Tuesday, June 16, 2009

The Fed Holds Nearly One Billion Dollars Of Extended Stay's Recently Bankrupt Credit

This was first reported a few weeks ago, but since Extended Stay has now officially filed, we thought it was important to review the fact that the Fed, through its Maiden Lane I (Bear Stearns) portfolio, holds nearly one billion dollars (face) of Extended Stay credit. Given the Fed has been holding that aggregate Maiden Lane I portfolio at only a modest discount to par, we suspect they have not yet revalued this POS.
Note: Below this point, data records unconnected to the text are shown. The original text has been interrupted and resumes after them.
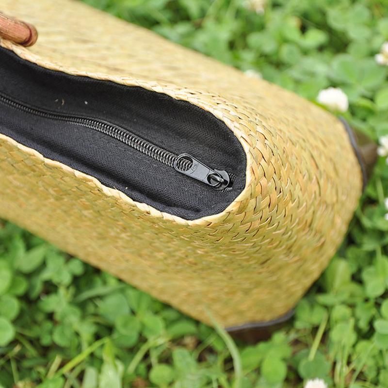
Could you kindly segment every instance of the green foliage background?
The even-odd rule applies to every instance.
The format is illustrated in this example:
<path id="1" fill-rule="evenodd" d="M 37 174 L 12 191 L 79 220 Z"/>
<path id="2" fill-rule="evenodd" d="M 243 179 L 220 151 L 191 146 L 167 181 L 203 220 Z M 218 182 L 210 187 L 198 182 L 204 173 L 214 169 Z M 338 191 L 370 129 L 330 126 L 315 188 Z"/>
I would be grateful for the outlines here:
<path id="1" fill-rule="evenodd" d="M 180 44 L 314 100 L 341 87 L 346 118 L 388 134 L 388 2 L 87 0 Z M 129 49 L 130 48 L 129 37 Z M 388 388 L 388 166 L 380 160 L 350 232 L 294 318 L 267 341 L 237 344 L 69 257 L 0 226 L 0 387 Z M 311 259 L 314 259 L 313 258 Z"/>

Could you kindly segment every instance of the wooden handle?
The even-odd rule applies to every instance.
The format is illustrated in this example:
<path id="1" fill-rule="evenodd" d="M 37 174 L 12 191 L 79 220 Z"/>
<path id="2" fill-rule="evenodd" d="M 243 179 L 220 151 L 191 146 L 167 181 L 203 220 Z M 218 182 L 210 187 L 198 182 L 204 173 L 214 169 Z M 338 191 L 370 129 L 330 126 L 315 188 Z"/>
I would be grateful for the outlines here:
<path id="1" fill-rule="evenodd" d="M 32 25 L 0 13 L 0 37 L 28 47 L 36 42 L 38 32 Z"/>

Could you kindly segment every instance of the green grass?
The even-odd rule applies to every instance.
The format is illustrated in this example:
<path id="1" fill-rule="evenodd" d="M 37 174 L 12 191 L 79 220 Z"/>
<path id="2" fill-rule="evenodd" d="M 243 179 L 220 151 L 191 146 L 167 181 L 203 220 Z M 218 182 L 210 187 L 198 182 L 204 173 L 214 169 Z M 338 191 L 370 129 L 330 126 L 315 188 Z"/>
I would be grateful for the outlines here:
<path id="1" fill-rule="evenodd" d="M 344 116 L 388 134 L 388 3 L 88 0 L 314 100 L 341 88 Z M 129 49 L 130 48 L 129 40 Z M 388 166 L 382 159 L 350 232 L 294 319 L 257 345 L 235 343 L 14 225 L 0 227 L 0 386 L 4 388 L 388 387 Z M 314 258 L 311 258 L 314 260 Z"/>

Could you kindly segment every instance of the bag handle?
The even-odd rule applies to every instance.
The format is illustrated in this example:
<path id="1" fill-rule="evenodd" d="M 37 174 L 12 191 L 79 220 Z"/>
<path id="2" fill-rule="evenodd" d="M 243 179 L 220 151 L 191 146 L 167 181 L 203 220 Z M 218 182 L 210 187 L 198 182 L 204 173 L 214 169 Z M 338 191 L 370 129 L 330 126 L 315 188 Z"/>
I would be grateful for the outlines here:
<path id="1" fill-rule="evenodd" d="M 38 32 L 32 24 L 0 12 L 0 37 L 28 47 L 36 42 Z"/>

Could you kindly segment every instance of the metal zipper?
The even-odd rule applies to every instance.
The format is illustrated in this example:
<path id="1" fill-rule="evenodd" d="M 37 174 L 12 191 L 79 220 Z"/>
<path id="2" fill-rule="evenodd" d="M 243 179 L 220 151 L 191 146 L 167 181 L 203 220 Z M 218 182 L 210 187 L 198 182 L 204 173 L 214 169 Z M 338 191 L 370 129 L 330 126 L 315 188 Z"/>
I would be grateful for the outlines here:
<path id="1" fill-rule="evenodd" d="M 25 105 L 0 94 L 0 103 L 26 113 L 51 120 L 65 121 L 97 130 L 126 144 L 177 171 L 211 186 L 216 190 L 229 192 L 235 179 L 224 170 L 211 168 L 189 154 L 176 154 L 135 135 L 127 129 L 103 120 L 54 113 Z"/>

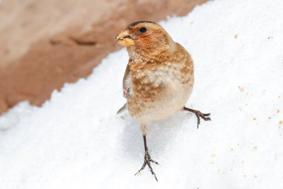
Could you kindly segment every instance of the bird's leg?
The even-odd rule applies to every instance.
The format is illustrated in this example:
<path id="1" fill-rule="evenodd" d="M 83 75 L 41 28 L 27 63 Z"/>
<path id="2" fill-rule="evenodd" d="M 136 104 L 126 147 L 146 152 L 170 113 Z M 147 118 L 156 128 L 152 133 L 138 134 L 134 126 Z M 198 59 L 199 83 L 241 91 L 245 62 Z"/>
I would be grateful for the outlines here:
<path id="1" fill-rule="evenodd" d="M 209 116 L 210 115 L 210 113 L 202 113 L 199 110 L 190 109 L 190 108 L 187 108 L 185 107 L 184 107 L 183 110 L 193 113 L 195 114 L 195 116 L 197 116 L 197 129 L 199 128 L 199 125 L 200 123 L 200 118 L 202 118 L 202 119 L 204 120 L 204 121 L 209 121 L 209 120 L 210 121 L 211 120 L 210 118 L 209 118 Z"/>
<path id="2" fill-rule="evenodd" d="M 142 129 L 142 130 L 143 130 L 143 128 L 142 128 L 143 127 L 144 127 L 144 127 L 146 127 L 146 125 L 141 125 L 141 129 Z M 143 136 L 144 136 L 144 151 L 145 151 L 145 154 L 144 154 L 144 164 L 142 165 L 141 169 L 139 169 L 139 171 L 138 171 L 137 173 L 135 173 L 134 175 L 139 174 L 139 172 L 140 172 L 142 170 L 144 170 L 144 168 L 146 167 L 146 166 L 147 165 L 147 166 L 149 167 L 150 170 L 151 170 L 151 174 L 153 174 L 153 175 L 154 176 L 154 178 L 155 178 L 155 179 L 156 180 L 156 181 L 158 181 L 157 180 L 157 177 L 156 177 L 156 174 L 155 174 L 154 172 L 154 169 L 153 169 L 152 167 L 151 167 L 151 162 L 155 163 L 155 164 L 158 164 L 158 163 L 157 163 L 156 161 L 152 160 L 151 158 L 151 156 L 150 156 L 150 155 L 149 155 L 149 151 L 148 151 L 148 149 L 147 149 L 147 146 L 146 146 L 146 134 L 144 134 L 144 133 L 146 133 L 146 129 L 145 128 L 145 132 L 143 132 Z"/>

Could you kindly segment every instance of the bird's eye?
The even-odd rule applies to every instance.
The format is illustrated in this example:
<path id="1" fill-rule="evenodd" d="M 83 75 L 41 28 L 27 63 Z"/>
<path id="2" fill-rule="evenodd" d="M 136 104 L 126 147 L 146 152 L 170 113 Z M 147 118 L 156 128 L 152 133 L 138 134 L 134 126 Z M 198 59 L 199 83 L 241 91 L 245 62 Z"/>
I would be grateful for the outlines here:
<path id="1" fill-rule="evenodd" d="M 147 30 L 146 28 L 144 28 L 144 27 L 142 27 L 142 28 L 141 28 L 139 29 L 139 31 L 140 31 L 141 33 L 145 33 L 146 30 Z"/>

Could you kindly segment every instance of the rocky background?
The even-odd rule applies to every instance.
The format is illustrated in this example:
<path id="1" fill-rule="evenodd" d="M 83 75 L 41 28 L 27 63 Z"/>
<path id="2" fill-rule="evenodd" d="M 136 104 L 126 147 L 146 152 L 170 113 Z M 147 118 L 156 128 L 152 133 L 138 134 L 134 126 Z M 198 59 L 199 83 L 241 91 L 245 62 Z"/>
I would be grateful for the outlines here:
<path id="1" fill-rule="evenodd" d="M 128 23 L 185 16 L 207 0 L 2 0 L 0 115 L 20 101 L 40 105 L 65 82 L 88 76 Z"/>

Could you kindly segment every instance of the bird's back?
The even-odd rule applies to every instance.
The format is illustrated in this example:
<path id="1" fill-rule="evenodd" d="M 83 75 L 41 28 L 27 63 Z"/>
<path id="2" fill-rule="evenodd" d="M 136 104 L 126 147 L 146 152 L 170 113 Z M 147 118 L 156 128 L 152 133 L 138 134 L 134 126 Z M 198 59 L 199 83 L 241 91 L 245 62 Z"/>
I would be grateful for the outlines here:
<path id="1" fill-rule="evenodd" d="M 129 61 L 131 95 L 127 109 L 137 121 L 147 123 L 166 119 L 180 110 L 194 83 L 190 55 L 176 43 L 172 55 L 156 62 Z"/>

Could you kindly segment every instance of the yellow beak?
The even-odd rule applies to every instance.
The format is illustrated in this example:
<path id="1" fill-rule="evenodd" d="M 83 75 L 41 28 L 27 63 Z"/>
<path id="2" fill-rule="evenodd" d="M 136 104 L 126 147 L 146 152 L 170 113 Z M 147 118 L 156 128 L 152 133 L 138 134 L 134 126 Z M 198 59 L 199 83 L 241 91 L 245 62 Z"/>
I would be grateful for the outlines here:
<path id="1" fill-rule="evenodd" d="M 115 39 L 116 40 L 116 42 L 121 45 L 134 45 L 134 40 L 130 38 L 130 36 L 131 35 L 127 30 L 123 30 L 118 35 L 117 35 Z"/>

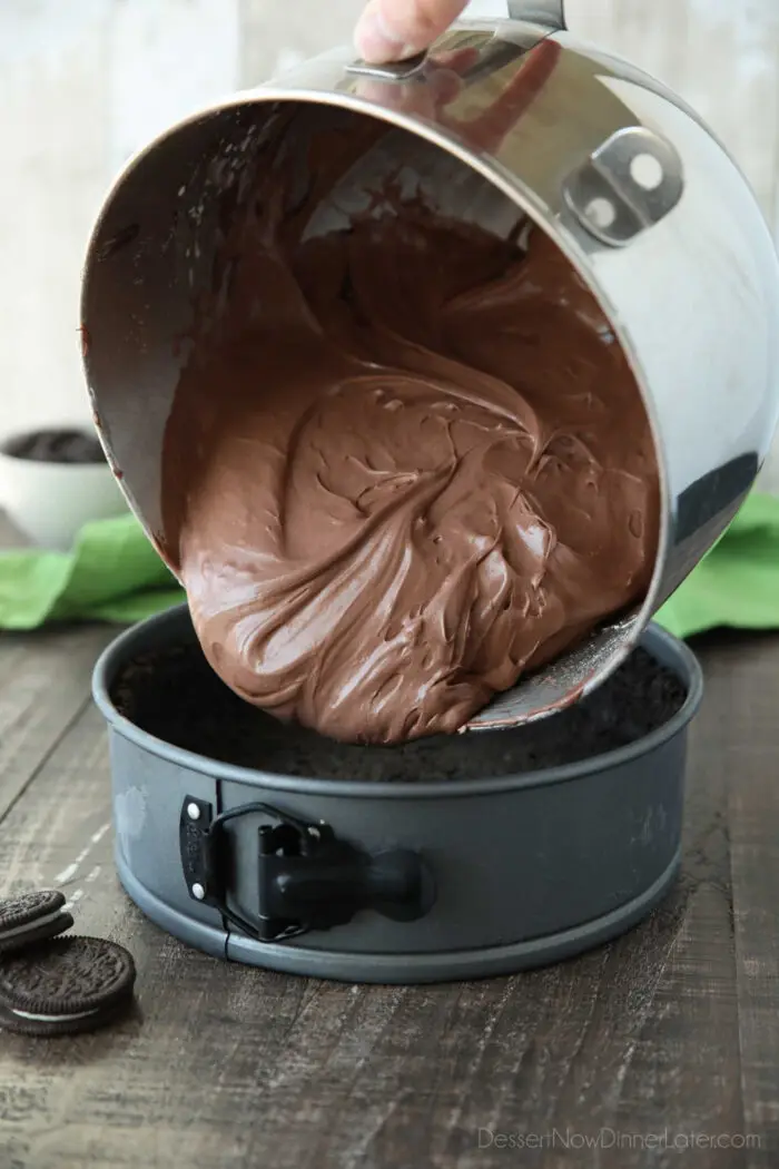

The WSJ article linked above states:
Creditors who are not so lucky include some of the country's biggest banks and possibly U.S. taxpayers since one of the lenders was Bear Stearns, whose stake was assumed by the Federal Reserve after Bear collapsed in March 2008. As a result, the Fed had $744 million in face value of various junior classes of the debt on Extended Stay; it also held $153 million in the senior debt that was packaged and sold as bonds. A New York Fed spokeswoman declined to comment.
While the senior debt may have a decent recovery, depending on how it was structured, the bulk of the Fed's holding are in junior classes which are massively at risk.

Now that We The People are one of the major pre-petition creditors in a sizeable bankruptcy (with CRE implications, no less), it will be interesting to see how We behave.

Our long held conviction here at TILB has been that the next sector to be attacked under our Grand Unified Conspiracy Theory framework would be healthcare. However, perhaps we will backdoor our way in to the CRE or hotel and leisure industries first.

We already run the Lincoln Bedroom seven star resort, why not pick-up 680 properties around the country as well?